如何读取“调用地图功能后的RDD”?

时间:2019-05-16 17:07:10

标签: python-3.x pyspark apache-spark-2.0

我正在尝试使用地图功能将RDD拆分后读取RDD。请在下面找到代码:

enter image description here

def split_(line):
    values = line.split(",")
    return values
edges = edges.rdd.map(split_)

现在,我正在尝试读取输出:

all_edges = edges.collect()
print(all_edges)

我希望有一个列表[1,2],但出现错误。

Py4JJavaError                             Traceback (most recent call last)
<ipython-input-27-c21ec2fd3595> in <module>
----> 1 all_edges = edges.collect()
      2 print(all_edges)

但是当我尝试读取RDD时,出现错误:

  • 错误代码:


    Py4JJavaError Traceback(最近一次通话)  在 ----> 1 edge.collect()
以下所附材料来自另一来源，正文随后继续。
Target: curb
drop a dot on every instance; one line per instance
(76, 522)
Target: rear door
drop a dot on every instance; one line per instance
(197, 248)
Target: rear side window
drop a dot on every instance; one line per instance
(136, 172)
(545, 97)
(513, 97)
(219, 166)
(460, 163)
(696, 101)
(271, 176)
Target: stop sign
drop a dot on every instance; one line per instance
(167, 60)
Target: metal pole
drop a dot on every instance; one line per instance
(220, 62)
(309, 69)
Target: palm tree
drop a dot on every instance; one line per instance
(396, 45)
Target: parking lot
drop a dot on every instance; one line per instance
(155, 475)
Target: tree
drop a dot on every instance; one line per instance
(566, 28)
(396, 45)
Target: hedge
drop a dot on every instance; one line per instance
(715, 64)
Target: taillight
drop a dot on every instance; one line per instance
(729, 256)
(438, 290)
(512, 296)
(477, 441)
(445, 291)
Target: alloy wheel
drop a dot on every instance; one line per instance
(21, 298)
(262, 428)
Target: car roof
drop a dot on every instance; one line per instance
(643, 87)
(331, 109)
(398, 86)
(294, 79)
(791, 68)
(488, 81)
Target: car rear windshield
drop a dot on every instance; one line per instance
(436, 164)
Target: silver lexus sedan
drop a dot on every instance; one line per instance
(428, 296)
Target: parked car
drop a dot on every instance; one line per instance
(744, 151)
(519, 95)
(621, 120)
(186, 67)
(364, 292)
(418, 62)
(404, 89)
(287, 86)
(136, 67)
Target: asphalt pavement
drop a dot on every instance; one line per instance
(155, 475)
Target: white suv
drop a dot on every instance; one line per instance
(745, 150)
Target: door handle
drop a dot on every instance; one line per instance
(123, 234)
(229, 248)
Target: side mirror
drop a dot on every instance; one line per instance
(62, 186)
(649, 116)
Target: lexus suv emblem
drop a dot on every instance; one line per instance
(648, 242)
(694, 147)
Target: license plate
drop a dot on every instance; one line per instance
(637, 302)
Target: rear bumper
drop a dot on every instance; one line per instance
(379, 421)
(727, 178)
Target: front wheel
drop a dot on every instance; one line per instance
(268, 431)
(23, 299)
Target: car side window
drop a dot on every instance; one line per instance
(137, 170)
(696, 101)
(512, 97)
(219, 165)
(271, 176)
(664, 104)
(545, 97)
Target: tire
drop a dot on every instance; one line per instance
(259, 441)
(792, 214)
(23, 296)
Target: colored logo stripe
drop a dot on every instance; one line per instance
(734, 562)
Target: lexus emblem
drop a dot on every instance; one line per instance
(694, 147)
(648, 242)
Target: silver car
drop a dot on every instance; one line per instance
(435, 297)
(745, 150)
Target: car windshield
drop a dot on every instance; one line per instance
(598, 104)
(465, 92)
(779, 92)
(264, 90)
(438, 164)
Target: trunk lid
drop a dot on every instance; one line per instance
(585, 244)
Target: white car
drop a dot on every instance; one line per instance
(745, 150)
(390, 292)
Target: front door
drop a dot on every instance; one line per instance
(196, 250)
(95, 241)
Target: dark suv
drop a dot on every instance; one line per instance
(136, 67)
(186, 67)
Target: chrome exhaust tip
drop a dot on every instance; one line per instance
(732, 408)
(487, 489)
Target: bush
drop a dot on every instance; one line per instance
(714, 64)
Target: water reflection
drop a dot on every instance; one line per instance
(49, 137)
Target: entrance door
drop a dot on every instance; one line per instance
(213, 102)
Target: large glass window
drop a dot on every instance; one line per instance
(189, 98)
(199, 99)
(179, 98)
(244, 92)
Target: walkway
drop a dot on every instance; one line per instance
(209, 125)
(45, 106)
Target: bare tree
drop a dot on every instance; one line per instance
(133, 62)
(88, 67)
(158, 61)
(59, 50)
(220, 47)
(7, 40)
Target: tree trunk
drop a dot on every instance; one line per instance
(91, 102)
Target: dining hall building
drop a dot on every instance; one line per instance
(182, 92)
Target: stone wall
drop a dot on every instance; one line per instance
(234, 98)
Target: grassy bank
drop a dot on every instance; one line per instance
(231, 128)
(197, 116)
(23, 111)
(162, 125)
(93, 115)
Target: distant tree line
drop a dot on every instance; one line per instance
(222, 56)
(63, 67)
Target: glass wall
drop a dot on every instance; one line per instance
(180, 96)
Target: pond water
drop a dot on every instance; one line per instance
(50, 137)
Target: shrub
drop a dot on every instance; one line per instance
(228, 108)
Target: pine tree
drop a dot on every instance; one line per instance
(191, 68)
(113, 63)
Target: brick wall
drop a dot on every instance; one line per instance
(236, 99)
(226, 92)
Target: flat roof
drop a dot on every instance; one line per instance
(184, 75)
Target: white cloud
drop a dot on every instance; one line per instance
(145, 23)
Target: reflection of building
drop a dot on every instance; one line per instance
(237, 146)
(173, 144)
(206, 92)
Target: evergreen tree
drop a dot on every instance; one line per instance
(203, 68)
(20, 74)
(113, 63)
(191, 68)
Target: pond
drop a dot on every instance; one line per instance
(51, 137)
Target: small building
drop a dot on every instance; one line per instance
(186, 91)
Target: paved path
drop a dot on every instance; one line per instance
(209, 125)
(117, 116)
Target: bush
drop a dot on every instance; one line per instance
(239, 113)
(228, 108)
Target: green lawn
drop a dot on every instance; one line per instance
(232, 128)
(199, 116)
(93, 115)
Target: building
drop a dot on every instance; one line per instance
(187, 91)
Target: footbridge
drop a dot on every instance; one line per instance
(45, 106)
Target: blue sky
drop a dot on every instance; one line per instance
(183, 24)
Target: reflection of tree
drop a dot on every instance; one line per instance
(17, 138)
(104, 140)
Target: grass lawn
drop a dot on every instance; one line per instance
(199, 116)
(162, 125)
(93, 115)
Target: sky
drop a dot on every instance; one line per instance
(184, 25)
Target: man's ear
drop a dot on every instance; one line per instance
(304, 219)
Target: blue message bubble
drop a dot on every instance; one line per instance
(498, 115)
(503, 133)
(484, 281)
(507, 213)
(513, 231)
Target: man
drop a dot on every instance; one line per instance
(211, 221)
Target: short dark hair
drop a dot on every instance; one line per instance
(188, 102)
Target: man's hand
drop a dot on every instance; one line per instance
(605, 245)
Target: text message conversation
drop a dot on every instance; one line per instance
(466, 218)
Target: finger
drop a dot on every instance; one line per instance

    收集中的C:\ opt \ spark \ spark-2.4.1-bin-hadoop2.7 \ python \ pyspark \ rdd.py     814“”“     815与SCCallSiteSync(self.context)作为CSS: - > 816 sock_info = self.ctx._jvm.PythonRDD.collectAndServe(self._jrdd.rdd())     817返回列表(_load_from_socket(sock_info,self._jrdd_deserializer))     818

    C:\ opt \ spark \ spark-2.4.1-bin-hadoop2.7 \ python \ lib \ py4j-0.10.7-src.zip \ py4j \ java_gateway.py在调用中(* args)    1255答案= self.gateway_client.send_command(命令)    1256 = -> 1257个答案,self.gateway_client,self.target_id,self.name)    1258    temp_args中的temp_arg为1259:

    C:\ opt \ spark \ spark-2.4.1-bin-hadoop2.7 \ python \ pyspark \ sql \ utils.py in deco(* a,** kw)      61 def deco(* a,** kw):      62试试: ---> 63返回f(* a,** kw)      64,除了py4j.protocol.Py4JJavaError如e:      65 s = e.java_exception.toString()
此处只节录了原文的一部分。